3. Schedule times for communication
Communicating with the team may seem like something easy that people can just do when they have a minute. However, just because one clinician has a few minutes in between patients doesn’t mean the clinician they need to talk to has time. Additionally, if clinicians work different shifts, they may rush to share all the patient information in a few minutes before one clinician leaves and the other starts work. But rushing communication just doesn’t work, since up to 80% of medical errors involve communication errors.
Scheduling time for different communication tasks improves communication and can improve the efficiency of nursing facility workflows. This could mean scheduling time for team huddles, handoffs, discharge planning, or just for the clinician to respond to emails or phone calls. Scheduling time to communicate means that different providers can all be focused on the same patient, and they have time to prepare in advance if they want to. This also ensures that there is ample time to communicate fully.
4. Use a shared task list
Clinical teams have become larger and multidisciplinary. A patient may see physicians, nurses, therapists, pharmacists – the list goes on. Since there are so many people on a team, it may be ambiguous who is expected to do what task for the patient’s care. It may also be unclear when, or if, tasks have been completed.
A shared task list allows the entire team to see what tasks are happening and which are done for the patient’s care. Task lists should allow users to tag others to specific tasks, set reminders for tasks, and see when tasks are completed and by whom. These task lists should update in real time, and be available to the entire multidisciplinary team, even if they use different health information systems. This helps keep the entire team on track for providing the best care for the patient.
5. Have a process for patient education
Establishing a process for patient education at discharge can improve workflows. One study found that while over 90% of patients felt confident they understood their treatment plan, almost half didn’t actually understand it. This means that patients and their caregivers may call or send messages about the plan, and it takes time for clinicians to repeatedly review the patient chart and respond.
There are different ways to improve patient education so they better understand their treatment plan.
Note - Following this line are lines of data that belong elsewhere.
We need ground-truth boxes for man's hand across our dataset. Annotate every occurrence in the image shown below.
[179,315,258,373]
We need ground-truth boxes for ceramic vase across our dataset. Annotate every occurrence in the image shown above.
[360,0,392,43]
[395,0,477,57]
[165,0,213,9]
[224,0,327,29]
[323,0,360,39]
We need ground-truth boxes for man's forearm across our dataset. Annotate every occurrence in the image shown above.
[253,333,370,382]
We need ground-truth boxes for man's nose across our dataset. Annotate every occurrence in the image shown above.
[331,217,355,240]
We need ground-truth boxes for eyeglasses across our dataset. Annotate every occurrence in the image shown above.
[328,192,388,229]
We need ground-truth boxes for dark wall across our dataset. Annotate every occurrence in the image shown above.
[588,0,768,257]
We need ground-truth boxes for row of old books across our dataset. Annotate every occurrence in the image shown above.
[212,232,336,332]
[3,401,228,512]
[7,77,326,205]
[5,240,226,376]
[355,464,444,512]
A SNF did an intervention on medication education, where they had nurses review medication with patients and their caregivers within three days of the patient’s admission, and then again before discharge. Patients’ understanding of their medications improved from 60% to 94% after the intervention. Other places have implemented a scheduled follow-up call with the patient within 72 hours of discharge, where the clinician can check in on the patient, ask how the patient is following their treatment plan, and answer any questions the patient has. These are just a few ways to improve education while also reducing the messages clinicians receive.